Oilseed Rape Herbicides: Think Water! Planning 2020/21 season
There were significant challenges with establishment and crop management of oilseed rape crops in 2019/20, due to dry seedbeds and cabbage stem flea beetle.
It seems likely that the area grown for 2021 harvest season will decrease and, if this is the case on your farm, this may give more flexibility choosing which fields to grow OSR in for harvest 2021.
The Voluntary Initiative is working with water companies to help minimise the movement of oilseed rape herbicides – metazachlor, propyzamide, quinmerac, clopyralid and carbetamide to water this autumn. For this to be successful requires everyone to do their bit.
It is important to only use pesticides when necessary and there are a number of ways to reduce reliance on pesticides including cultivations, drilling dates, regular crop inspections among others.
Below are points to consider an integrated management approach to minimise the movement of these herbicides to water:
- FIELD SELECTION: Although dictated by rotation, aim to grow oilseed rape on a field that is lower risk i.e. doesn’t slope to a watercourse, is less susceptible to run-off or further away from a water course.
Fields that are high risk include those that have underdrainage or slope down to a watercourse. High risk fields might also include those that have problem levels of black-grass or other grass-weeds that require a programme of herbicides to maintain control.
- CULTIVATION AND TRAMLINES: Cultivation is a key factor in managing risk. Consider the appropriate cultivations, crop establishment and direction of working travel based on soil type and field topography to minimise the risk of pesticides attached to soil moving to water.
Lay out tramlines in order that they do not provide a direct route for water to leave the field e.g. enter the crop at the top of the field. Lifting tramlines will minimise soil compaction in the tramline and reduce runoff of soil.
If you have GPS guidance on your sprayer consider switching off tramlining kits when drilling OSR.
- BUFFERS: Buffer zones next to watercourses can be effective in reducing movement of soil particles that may contain pesticides reaching watercourses. A wider buffer zone is more effective. Cross compliance dictates a 2m minimal buffer zone, but the VI recommends establishment of a 6m buffer alongside watercourses if possible. Wider buffers are advisable in particularly vulnerable areas.

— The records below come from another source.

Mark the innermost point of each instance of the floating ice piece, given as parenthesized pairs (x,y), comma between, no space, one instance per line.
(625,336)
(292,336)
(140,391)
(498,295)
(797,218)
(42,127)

- CHECK DESIGNATIONS: Use the Environment Agency’s Drinking Water Safeguard Zones Website (http://bit.ly/EA_Farmers) to check whether planned oilseed rape fields are in a Drinking Water Safeguard Zone. Avoid growing rape in these areas if at all possible, if you might use herbicides likely to move to water, particularly in high risk fields.
- Why not try the VI’s Check It Out Tool to review and improve spraying practices and so reduce the risk of pesticides reaching water - http://checkitout.voluntaryinitiative.org.uk/tool/
- Talk to your BASIS-registered agronomist to make sure that where possible any herbicides you may use are less likely to move to water where there is a risk of this occurring. Aim to time herbicide application to minimise movement to water. As always, use the right product, at the right time and to best practice.